Arno's Vale (also written Arnos Vale) is an area centred just over two miles from the city's centre point. It includes the 1837-begun, wooded Arno's Vale Cemetery, which occupies 45 acre. Its grounds are statutorily listed (protected) in the mid-category, II*. Burials ceased in 1998, but it has been kept open by volunteers since. It is part of the old Arno's Court Estate, one of four in Bristol where a single proprietor's manor house or grand country estate house has survived. Its current use is as a hotel (Arno's Manor Hotel). The remaining estate land includes Arno's Court Park. The park, which has views across Bristol, forms the peak of a crest between Knowle and Brislington in the city.

The parkland core of Arno's estate, which includes the Parkside Hotel, Arno's Court Triumphal Arch and Black Castle Public House is beside the A4 road, 2 miles southeast of Bristol city centre.
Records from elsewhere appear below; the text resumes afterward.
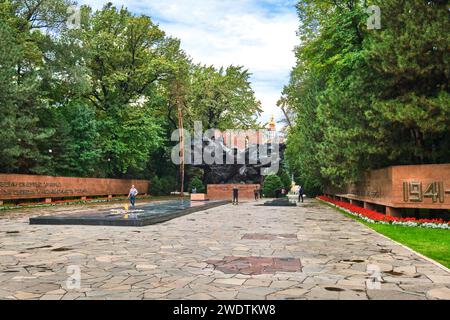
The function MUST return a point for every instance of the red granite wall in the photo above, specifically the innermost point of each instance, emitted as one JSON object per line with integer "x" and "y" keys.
{"x": 225, "y": 191}
{"x": 415, "y": 186}
{"x": 17, "y": 186}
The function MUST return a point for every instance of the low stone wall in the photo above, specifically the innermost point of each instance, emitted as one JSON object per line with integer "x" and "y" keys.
{"x": 401, "y": 187}
{"x": 18, "y": 186}
{"x": 225, "y": 191}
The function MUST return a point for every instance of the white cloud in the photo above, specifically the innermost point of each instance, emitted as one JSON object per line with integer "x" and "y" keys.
{"x": 258, "y": 34}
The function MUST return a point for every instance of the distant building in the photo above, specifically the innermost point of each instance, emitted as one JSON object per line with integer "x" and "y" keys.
{"x": 241, "y": 139}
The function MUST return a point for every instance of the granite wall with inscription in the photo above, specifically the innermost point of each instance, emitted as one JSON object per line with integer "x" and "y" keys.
{"x": 17, "y": 186}
{"x": 416, "y": 186}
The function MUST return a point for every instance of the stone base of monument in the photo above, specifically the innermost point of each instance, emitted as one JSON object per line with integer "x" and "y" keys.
{"x": 199, "y": 197}
{"x": 138, "y": 217}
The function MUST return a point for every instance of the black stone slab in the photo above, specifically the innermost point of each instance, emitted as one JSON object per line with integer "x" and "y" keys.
{"x": 151, "y": 215}
{"x": 279, "y": 203}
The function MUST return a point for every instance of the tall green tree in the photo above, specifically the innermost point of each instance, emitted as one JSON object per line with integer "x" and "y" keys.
{"x": 364, "y": 98}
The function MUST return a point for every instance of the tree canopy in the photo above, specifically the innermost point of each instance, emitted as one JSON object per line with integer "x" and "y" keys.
{"x": 368, "y": 98}
{"x": 102, "y": 100}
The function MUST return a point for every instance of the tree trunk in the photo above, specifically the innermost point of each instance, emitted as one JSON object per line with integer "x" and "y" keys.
{"x": 180, "y": 127}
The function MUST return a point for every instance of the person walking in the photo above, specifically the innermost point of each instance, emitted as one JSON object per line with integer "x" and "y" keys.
{"x": 300, "y": 194}
{"x": 235, "y": 195}
{"x": 132, "y": 195}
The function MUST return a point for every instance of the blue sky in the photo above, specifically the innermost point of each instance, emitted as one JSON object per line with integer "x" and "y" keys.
{"x": 258, "y": 34}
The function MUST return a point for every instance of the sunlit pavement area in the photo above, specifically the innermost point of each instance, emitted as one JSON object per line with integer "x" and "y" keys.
{"x": 229, "y": 252}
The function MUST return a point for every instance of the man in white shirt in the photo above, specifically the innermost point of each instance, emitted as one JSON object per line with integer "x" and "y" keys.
{"x": 132, "y": 195}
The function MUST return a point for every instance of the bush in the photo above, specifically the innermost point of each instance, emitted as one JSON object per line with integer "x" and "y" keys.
{"x": 196, "y": 183}
{"x": 272, "y": 183}
{"x": 162, "y": 186}
{"x": 285, "y": 179}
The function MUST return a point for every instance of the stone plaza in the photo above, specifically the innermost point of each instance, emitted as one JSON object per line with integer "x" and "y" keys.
{"x": 246, "y": 252}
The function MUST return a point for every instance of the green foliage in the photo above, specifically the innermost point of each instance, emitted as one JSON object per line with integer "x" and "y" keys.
{"x": 272, "y": 183}
{"x": 223, "y": 98}
{"x": 197, "y": 183}
{"x": 162, "y": 186}
{"x": 286, "y": 180}
{"x": 365, "y": 99}
{"x": 103, "y": 98}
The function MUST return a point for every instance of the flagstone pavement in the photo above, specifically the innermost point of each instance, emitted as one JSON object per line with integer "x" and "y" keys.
{"x": 228, "y": 252}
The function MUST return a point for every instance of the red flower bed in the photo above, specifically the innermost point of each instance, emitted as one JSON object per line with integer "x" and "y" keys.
{"x": 376, "y": 216}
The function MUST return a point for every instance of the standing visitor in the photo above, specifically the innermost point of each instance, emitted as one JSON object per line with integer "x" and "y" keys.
{"x": 132, "y": 195}
{"x": 300, "y": 194}
{"x": 235, "y": 195}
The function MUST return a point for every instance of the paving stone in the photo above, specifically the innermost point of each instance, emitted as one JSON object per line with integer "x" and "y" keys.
{"x": 439, "y": 293}
{"x": 245, "y": 252}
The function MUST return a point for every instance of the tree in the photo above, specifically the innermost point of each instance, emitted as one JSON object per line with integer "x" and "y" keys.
{"x": 197, "y": 183}
{"x": 222, "y": 99}
{"x": 363, "y": 99}
{"x": 272, "y": 183}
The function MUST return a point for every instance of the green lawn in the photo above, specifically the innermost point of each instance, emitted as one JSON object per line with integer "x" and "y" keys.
{"x": 433, "y": 243}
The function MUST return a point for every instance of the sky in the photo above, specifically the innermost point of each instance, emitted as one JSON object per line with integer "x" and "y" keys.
{"x": 257, "y": 34}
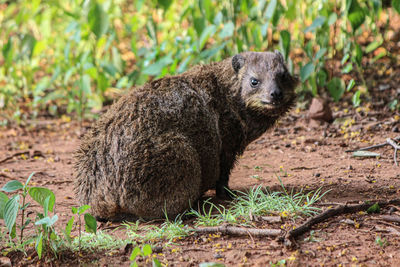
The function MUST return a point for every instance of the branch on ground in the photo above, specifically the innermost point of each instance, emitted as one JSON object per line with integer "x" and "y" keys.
{"x": 233, "y": 230}
{"x": 289, "y": 239}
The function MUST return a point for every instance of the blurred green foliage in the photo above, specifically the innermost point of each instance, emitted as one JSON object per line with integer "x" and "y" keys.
{"x": 69, "y": 56}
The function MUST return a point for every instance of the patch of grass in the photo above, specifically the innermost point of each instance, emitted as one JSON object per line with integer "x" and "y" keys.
{"x": 99, "y": 241}
{"x": 212, "y": 215}
{"x": 260, "y": 201}
{"x": 168, "y": 231}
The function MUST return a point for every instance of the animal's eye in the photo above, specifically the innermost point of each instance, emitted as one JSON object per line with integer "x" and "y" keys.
{"x": 254, "y": 82}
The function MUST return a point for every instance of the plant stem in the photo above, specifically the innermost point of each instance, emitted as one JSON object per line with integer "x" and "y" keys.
{"x": 23, "y": 216}
{"x": 79, "y": 240}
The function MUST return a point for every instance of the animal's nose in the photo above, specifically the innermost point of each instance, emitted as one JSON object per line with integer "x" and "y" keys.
{"x": 276, "y": 94}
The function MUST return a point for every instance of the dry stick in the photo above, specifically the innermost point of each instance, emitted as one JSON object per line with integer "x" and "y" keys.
{"x": 342, "y": 209}
{"x": 14, "y": 155}
{"x": 396, "y": 147}
{"x": 391, "y": 218}
{"x": 232, "y": 230}
{"x": 374, "y": 146}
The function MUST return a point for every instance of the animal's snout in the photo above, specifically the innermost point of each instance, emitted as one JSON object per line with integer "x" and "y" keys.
{"x": 276, "y": 95}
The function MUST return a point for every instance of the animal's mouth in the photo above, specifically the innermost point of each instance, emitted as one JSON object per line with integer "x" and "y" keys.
{"x": 271, "y": 103}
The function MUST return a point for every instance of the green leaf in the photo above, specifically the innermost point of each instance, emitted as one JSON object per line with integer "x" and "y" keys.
{"x": 68, "y": 227}
{"x": 317, "y": 23}
{"x": 357, "y": 54}
{"x": 98, "y": 20}
{"x": 345, "y": 58}
{"x": 285, "y": 43}
{"x": 156, "y": 263}
{"x": 355, "y": 15}
{"x": 306, "y": 71}
{"x": 39, "y": 194}
{"x": 206, "y": 54}
{"x": 269, "y": 13}
{"x": 374, "y": 208}
{"x": 27, "y": 45}
{"x": 320, "y": 53}
{"x": 156, "y": 68}
{"x": 322, "y": 76}
{"x": 29, "y": 179}
{"x": 365, "y": 154}
{"x": 227, "y": 31}
{"x": 356, "y": 99}
{"x": 12, "y": 186}
{"x": 8, "y": 52}
{"x": 199, "y": 24}
{"x": 11, "y": 212}
{"x": 350, "y": 85}
{"x": 84, "y": 84}
{"x": 165, "y": 4}
{"x": 45, "y": 221}
{"x": 3, "y": 201}
{"x": 393, "y": 104}
{"x": 146, "y": 250}
{"x": 211, "y": 264}
{"x": 347, "y": 68}
{"x": 74, "y": 210}
{"x": 82, "y": 209}
{"x": 396, "y": 5}
{"x": 332, "y": 18}
{"x": 117, "y": 60}
{"x": 90, "y": 222}
{"x": 205, "y": 35}
{"x": 135, "y": 252}
{"x": 39, "y": 245}
{"x": 373, "y": 46}
{"x": 336, "y": 88}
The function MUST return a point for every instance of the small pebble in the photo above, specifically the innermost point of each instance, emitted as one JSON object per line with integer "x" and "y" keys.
{"x": 218, "y": 256}
{"x": 5, "y": 262}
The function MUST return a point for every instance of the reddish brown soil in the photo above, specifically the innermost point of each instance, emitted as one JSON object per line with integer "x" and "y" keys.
{"x": 304, "y": 157}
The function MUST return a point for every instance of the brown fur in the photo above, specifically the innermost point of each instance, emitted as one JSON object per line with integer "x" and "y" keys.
{"x": 162, "y": 145}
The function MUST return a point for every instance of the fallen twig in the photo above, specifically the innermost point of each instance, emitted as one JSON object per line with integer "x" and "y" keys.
{"x": 30, "y": 153}
{"x": 389, "y": 141}
{"x": 14, "y": 155}
{"x": 374, "y": 146}
{"x": 396, "y": 147}
{"x": 233, "y": 230}
{"x": 391, "y": 218}
{"x": 342, "y": 209}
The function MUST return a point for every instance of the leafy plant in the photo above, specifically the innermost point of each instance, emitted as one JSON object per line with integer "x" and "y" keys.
{"x": 145, "y": 251}
{"x": 10, "y": 208}
{"x": 90, "y": 223}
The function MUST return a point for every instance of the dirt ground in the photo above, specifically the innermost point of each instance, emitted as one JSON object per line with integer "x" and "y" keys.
{"x": 305, "y": 157}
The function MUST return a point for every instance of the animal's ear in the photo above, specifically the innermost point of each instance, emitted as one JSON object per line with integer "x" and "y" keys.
{"x": 279, "y": 54}
{"x": 238, "y": 62}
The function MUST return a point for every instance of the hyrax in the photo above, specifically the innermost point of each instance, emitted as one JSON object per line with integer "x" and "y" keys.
{"x": 162, "y": 145}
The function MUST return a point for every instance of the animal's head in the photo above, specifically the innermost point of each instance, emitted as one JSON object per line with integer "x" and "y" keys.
{"x": 266, "y": 84}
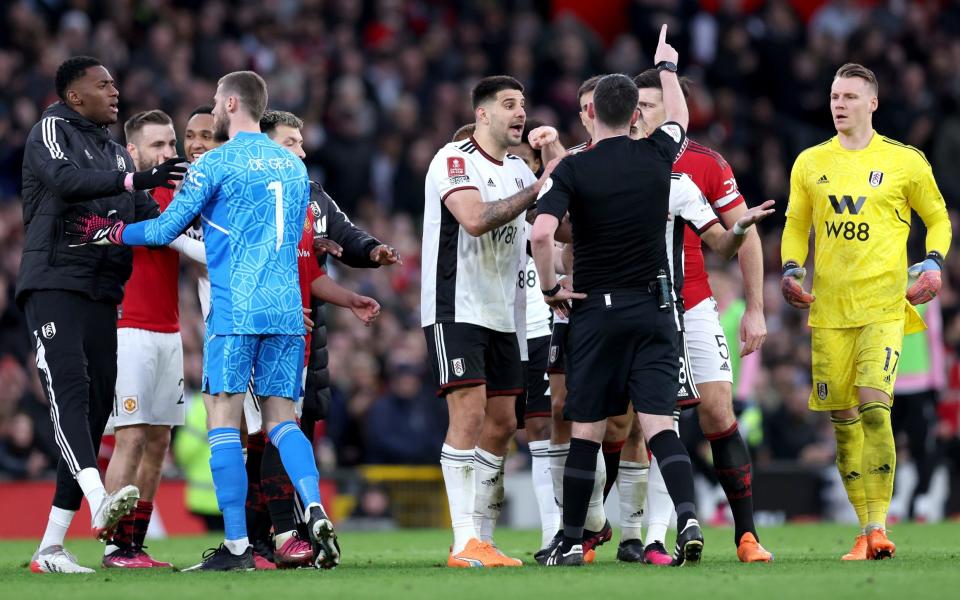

Roads to Bath and Wells run through the area. The estate has namesakes, derived from its Georgian owners, in two parts of the former British West Indies: St Vincent and Trinidad.

==Kensington Park==
Kensington Park is a small suburb. It is centred on the stretch of Bath Road which runs from Arno's Vale to Brislington village, and includes Kensington Park Road, Kings and Hampstead Roads, the southern end of Winchester and Wick Roads, Eagle Road and the northern parts of Water Lane. In the west it is bounded by Upper Knowle and to the north, east and south by Brislington.

In terms of both its architectural style and demographics, it is similar to other areas of south Bristol such as Southville and Upper Knowle, although considerably smaller than either. Houses in the district are largely Victorian and early 20th century dwellings, and include many which are large and well-preserved. It is largely inhabited by urban professionals.

On Bath Road, opposite the entrance to Kensington Park Road, is a small memorial cross dedicated to people who lost their lives in the First World War.

==Notable residents==
- Anna Russell (1807 – 1876), botanist, was born in Arno's Vale, and lived in Brislington.